Too often in our society language becomes a tool for avoiding the realities of rape and abuse. The devastation that is childhood sexual abuse becomes simply “a family affair,” the international trafficking of women and girls merely “the world’s oldest profession,” and rape and torture during armed conflict part of the inevitable, regrettable “messiness of war.”
Our Stories We Tell workshop participants are doing something different with language. Through their testimony and writing, they take us close — at times, painfully close — to the experiences they have lived through or witnessed. And they show us that behind every social injustice lies a story with the power to create change.
Meet our Stories We Tell co-creators.
Workshop Instructor R. Clifton Spargo is a novelist and cultural critic who teaches creative writing at Yale University. An alumnus of the Iowa Writers’ Workshop, he is author of the novel Beautiful Fools, which Pulitzer Prize-winner Andrew Sean Greer describes as a “marvel of a book,” as well as award-winning stories published in The Antioch Review, Glimmer Train, Kenyon Review and other publications. Clifton’s essays on literature, music, and culture have appeared in The Wall Street Journal, The Atlantic, Huffington Post and The Cambridge Companion to Bob Dylan. An expert in ethics, testimony, and Holocaust studies, he is a former fellow at the U.S. Holocaust Memorial Museum and author of two books of literary philosophy on ethics, mourning, and the cultural memory of injustice.
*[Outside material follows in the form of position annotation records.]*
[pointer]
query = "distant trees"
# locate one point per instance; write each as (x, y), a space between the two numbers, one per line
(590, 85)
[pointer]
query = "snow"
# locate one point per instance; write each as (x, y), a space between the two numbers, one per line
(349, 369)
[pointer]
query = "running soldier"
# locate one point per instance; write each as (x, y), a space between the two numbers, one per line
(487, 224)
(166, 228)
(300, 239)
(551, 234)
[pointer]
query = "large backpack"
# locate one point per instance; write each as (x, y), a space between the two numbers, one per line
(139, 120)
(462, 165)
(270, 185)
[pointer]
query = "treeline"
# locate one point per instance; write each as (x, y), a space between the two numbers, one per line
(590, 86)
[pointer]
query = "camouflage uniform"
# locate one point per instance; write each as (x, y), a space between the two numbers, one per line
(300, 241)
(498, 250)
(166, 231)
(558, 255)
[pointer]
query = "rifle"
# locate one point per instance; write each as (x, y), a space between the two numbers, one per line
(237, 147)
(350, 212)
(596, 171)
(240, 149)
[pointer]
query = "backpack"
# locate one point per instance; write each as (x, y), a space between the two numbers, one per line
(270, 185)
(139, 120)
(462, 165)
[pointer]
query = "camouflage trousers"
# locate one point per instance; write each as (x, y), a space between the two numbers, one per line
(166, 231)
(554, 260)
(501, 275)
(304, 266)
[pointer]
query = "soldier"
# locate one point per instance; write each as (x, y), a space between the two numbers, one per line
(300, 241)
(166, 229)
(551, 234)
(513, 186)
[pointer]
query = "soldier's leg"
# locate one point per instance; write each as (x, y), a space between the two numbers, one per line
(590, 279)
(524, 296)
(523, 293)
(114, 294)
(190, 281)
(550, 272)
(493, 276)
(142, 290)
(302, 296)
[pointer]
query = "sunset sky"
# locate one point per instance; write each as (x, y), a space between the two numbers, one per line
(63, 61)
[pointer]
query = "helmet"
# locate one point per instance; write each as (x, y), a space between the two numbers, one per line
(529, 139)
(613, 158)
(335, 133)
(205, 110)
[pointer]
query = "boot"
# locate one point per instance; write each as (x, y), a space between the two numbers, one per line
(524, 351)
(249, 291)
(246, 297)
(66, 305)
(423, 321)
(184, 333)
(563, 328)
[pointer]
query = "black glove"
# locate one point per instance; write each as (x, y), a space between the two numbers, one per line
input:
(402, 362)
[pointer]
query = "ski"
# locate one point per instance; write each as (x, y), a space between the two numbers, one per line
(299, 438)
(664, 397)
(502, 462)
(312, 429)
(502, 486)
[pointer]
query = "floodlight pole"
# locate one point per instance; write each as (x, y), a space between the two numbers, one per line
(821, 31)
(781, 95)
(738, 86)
Workshop facilitator Anne K. Ream is the founder of The Voices and Faces Project, an award-winning storytelling project, and the author of Lived Through This, her critically praised memoir of a global journey spent listening to gender-based violence survivors, which is currently being adapted for the theatre. Anne’s writing has appeared in The New Republic, Los Angeles Times, The Cambridge Companion to Bob Dylan, Washington Post, and elsewhere. A founding board member of Art Works for Change and an advisory board member of RAINN, the country’s largest anti-sexual violence organization, Anne is also the founding co-chair of World Without Exploitation, the national coalition to end human trafficking and sexual exploitation.